The unknown impurities detected from the UV trace of the pramipexole tablet analysis have been profiled using UPLC-HRMS. Based on the acquired m/z data, fragmentation pattern, and knowledge of the formulation process involved, it is suspected that the unknown impurities were enriched due to the addition of mannitol. An incompatibility study was conducted to simulate the reaction between pramipexole dihydrochloride monohydrate with mannitol in heated conditions. The obtained impurities product from the incompatibility study matched the origin analyzed data of the UV-trace.
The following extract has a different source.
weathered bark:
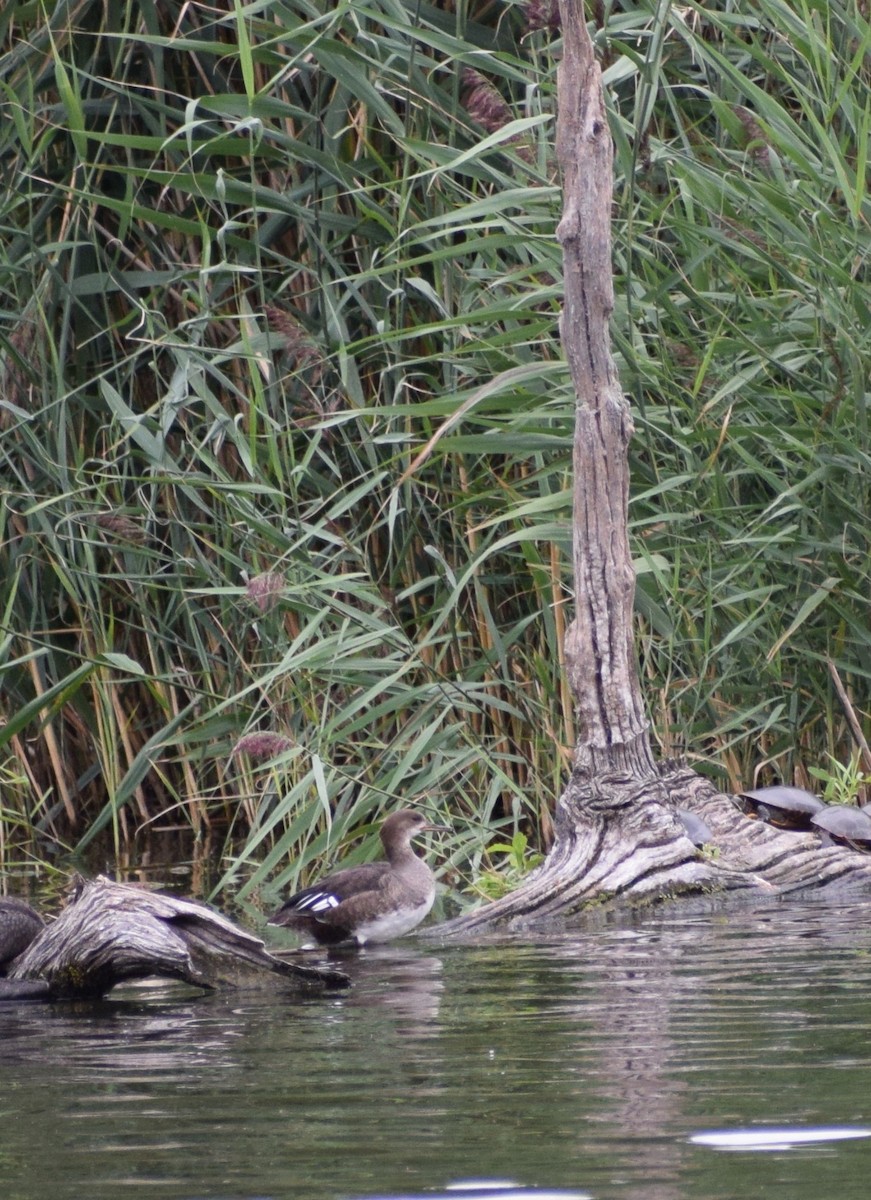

Thus, it has been proposed that the unknown impurities are a product(s) of pramipexole dihydrochloride monohydrate and mannitol, following the Maillard reaction between pramipexole and reducing sugar impurities of mannitol. From all the docking and molecular dynamics simulation data, we can conclude that both identified impurities of pramipexole, which were pramipexole mannose adduct and pramipexole ribose adduct, would unlikely to interact with the active binding site of pramipexole in dopamine receptors D2 and D3 protein compare to pramipexole itself.

Data Availability

The data used to support the findings of this study are included within the article.

Conflicts of Interest

The authors declare that they have no conflicts of interest.

Acknowledgments

The authors thank all the individuals and institutions who made this research possible. This research was financially supported by PT Dexa Medica.